I come back to my old version:
ip nat inside source static tcp 192.168.1.2 21 82.82.82.82 21 extendable
ip nat inside source static tcp 192.168.1.2 80 82.82.82.82 80 extendable
ip nat inside source static tcp 192.168.1.2 443 82.82.82.82 443 extendable
ip nat inside source static tcp 192.168.1.2 1500 82.82.82.82 1500 extendable
ip nat inside source static tcp 192.168.1.2 3306 82.82.82.82 3306 extendable
ip nat inside source static tcp 192.168.1.11 5003 82.82.82.82 5003 extendable
ip nat inside source static tcp 192.168.1.11 5060 82.82.82.82 5060 extendable
ip nat inside source static udp 192.168.1.11 5060 82.82.82.82 5060 extendable
ip nat inside source static tcp 192.168.1.11 5090 82.82.82.82 5090 extendable
ip nat inside source static udp 192.168.1.11 5999 82.82.82.82 5999 extendable
ip nat inside source static tcp 192.168.1.11 6000 82.82.82.82 6000 extendable
ip nat inside source static udp 192.168.1.11 6000 82.82.82.82 6000 extendable
ip nat inside source static udp 192.168.1.11 8000 82.82.82.82 8000 extendable

But I don`t known, what doing with this:

192.168.1.11 range udp 1824-4999

192.168.1.12 range tcp 30000-30040

How to add this in my config.

Francesco Molino · ‎01-26-2018

For udp range, you'll need to do the same way as you did for the other nat.

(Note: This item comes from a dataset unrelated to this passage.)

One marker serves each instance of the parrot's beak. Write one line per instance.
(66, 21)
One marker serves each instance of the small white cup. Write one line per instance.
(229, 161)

For your tcp you can use the following config:

ip nat pool TEST 192.168.1.12 192.168.1.12 netmask 255.255.255.0 type rotary

ip access-list extended tcp3000030040

permit tcp any any range 30000 30040

ip nat inside destination list tcp3000030040 pool TEST

Thanks
Francesco
PS: Please don't forget to rate and select as validated answer if this answered your question

Oleh_83 · ‎01-31-2018

Thanks Francesco !

Francesco Molino · ‎01-31-2018

You're welcome

Thanks
Francesco
PS: Please don't forget to rate and select as validated answer if this answered your question

MriduD · ‎04-19-2023

Hi Francesco,

Won't allowing range of ports by using route-map work? Like you showed earlier?